The coldest Christmas Day in more than 20 years is on tap for Monday in the metro area, and temperatures will only nose dive from there to well below zero by next week, the National Weather Service said.
Monday's predicted high of 4 degrees above zero will make the holiday the coldest since 1996 when thermometers registered a high of 9 below.
Arctic air that has been bottled up across Siberia and the North Pole will break off "from where it belongs" and rush south into Minnesota on Sunday, and with it bring the first readings with negative numbers in the Twin Cities this season, said Eric Ahasic, a meteorologist with the National Weather Service in Chanhassen.
"We've been watching for this cold air to come in for a while, and on Sunday you'll start to feel it," Ahasic said.
Once the cold arrives, it won't give up its grip anytime soon. Temperatures during the day will be stuck in the single digits and definitely will fall into the single digits below zero right through New Year's Day, and possibly longer.
And there is the possibility the mercury could go even lower, Ahasic said.

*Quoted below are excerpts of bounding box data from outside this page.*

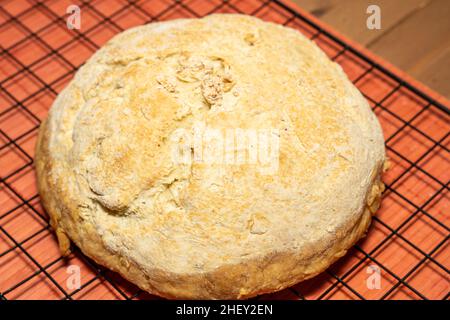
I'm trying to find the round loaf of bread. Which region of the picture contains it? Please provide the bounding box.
[36,14,385,299]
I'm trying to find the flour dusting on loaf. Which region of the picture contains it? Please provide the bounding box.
[36,14,385,299]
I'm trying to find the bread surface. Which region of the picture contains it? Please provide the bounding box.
[36,15,385,299]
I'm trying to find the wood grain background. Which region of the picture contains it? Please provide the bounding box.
[294,0,450,98]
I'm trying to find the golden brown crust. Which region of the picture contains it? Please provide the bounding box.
[36,15,384,299]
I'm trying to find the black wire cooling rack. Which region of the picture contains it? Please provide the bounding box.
[0,0,450,300]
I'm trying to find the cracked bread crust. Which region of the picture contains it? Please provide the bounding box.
[36,14,385,299]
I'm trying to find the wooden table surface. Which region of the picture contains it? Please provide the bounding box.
[294,0,450,98]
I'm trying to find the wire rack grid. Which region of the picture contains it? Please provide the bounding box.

"It certainly looks to stay well below normal into the New Year," he said. But to drop to minus 22 degrees as it did on Christmas morning 1996, "we would need some snowpack to get that cold."
As the Winter Solstice arrived Thursday morning — that means the sun will start moving northward — the Twin Cities had just 2 inches of snow on the ground. That's enough to qualify for a White Christmas, said Pete Boulay of the Minnesota State Climatology Office.